Sunday, October 16, 2011

Faggot=Loser? Need for Validation

The phrase "boys will be boys" took on a whole new meaning for me as I read Ken Corbett's essay Faggot=Loser: Phallic Narcissism as Defense as Corbett tried to explain the reasoning's for boys' need to have a sort of phallic pride by asserting aggressiveness, strength, and exhibitionism. These shows of masculinity and the need to "be big and win" are more than just boys trying to men. They are actually outcries that boys need to be loved and given attention to by those around them, not just be taken for face value.
What I thought was most interesting about Corbett's analysis was his case study about his patient Josh, and how Josh was eight years younger than his older brother Jed. Josh had a "rigid script" of how the older brother and younger brother should act. But time and time again, he scripted that loss should befall upon the younger brother. When Corbett won a board game, Josh called him a fag, and as Corbett delved deeper he found out that Josh's older brother calls Josh a fag sometimes and that makes him mad. What Josh actually wants is to be big and win like his older brother and his father, because he needs that validation in order to have a positive self-esteem and get over the anxiety of trying to always be "big".

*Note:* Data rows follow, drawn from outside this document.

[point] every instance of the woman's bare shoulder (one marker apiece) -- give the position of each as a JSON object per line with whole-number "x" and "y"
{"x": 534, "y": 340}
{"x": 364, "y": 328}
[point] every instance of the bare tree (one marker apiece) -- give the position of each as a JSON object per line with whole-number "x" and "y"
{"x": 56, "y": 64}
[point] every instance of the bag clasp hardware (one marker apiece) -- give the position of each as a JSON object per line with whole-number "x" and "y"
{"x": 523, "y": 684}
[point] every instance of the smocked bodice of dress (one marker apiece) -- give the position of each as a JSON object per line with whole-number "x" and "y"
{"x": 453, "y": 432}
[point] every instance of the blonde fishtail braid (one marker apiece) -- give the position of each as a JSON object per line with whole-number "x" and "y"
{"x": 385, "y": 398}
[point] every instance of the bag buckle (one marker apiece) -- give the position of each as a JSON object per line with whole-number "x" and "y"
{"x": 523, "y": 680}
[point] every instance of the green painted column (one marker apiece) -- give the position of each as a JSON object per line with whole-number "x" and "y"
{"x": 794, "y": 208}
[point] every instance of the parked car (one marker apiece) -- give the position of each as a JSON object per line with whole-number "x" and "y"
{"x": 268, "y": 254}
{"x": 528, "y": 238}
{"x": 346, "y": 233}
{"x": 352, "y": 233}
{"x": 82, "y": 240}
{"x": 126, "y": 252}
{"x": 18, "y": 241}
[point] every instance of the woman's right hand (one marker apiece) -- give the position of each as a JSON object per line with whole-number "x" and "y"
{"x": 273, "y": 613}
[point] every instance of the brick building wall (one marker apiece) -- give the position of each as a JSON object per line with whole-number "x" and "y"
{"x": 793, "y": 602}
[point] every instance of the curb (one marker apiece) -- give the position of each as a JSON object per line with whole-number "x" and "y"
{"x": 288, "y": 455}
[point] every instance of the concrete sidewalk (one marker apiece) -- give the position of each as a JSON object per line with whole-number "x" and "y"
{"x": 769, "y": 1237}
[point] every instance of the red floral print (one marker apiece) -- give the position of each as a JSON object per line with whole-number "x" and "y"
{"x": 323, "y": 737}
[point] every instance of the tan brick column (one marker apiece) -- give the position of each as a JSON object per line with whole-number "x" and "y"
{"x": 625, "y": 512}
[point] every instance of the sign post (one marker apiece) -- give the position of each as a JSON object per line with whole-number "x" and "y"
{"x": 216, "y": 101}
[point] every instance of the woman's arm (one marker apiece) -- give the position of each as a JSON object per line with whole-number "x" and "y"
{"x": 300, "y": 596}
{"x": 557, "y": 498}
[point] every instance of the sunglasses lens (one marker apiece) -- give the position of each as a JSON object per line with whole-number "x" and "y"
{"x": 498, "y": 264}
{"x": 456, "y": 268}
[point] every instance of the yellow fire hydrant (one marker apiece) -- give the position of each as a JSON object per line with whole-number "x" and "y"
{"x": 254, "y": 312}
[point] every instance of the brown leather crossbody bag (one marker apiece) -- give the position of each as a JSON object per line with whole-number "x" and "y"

The same worries Corbett saw in Josh, I see in the relationship between my younger brother and my dad. My brother is 13 year old and my father, similar to Josh's dad, is gone most of the time due to work. However, when my father is home, I feel like everything between him and my brother is a competition. A simple game of catch becomes a game of my brother policing every move my dad makes to try to catch him "cheating" or doing anything else that would rob him of the possibility of winning a game. I think their relationship is unhealthy and they constantly fight, but my mother and I believe that its just an outcry from my brother to have my dad pay attention to him if he wins. Perhaps my brother thinks that if he wins, my dad will be proud because winning is equated to being masculine and big and he tries to emulate my dad, but doesn't always receive the attention he wants.

1 comment:

  1. Thanks for the very interesting personal anecdote. The "cheating" metaphor, your verb choice, is very telling when we consider the necessary triangularity of the situation: your brother, the father and the mother somewhere.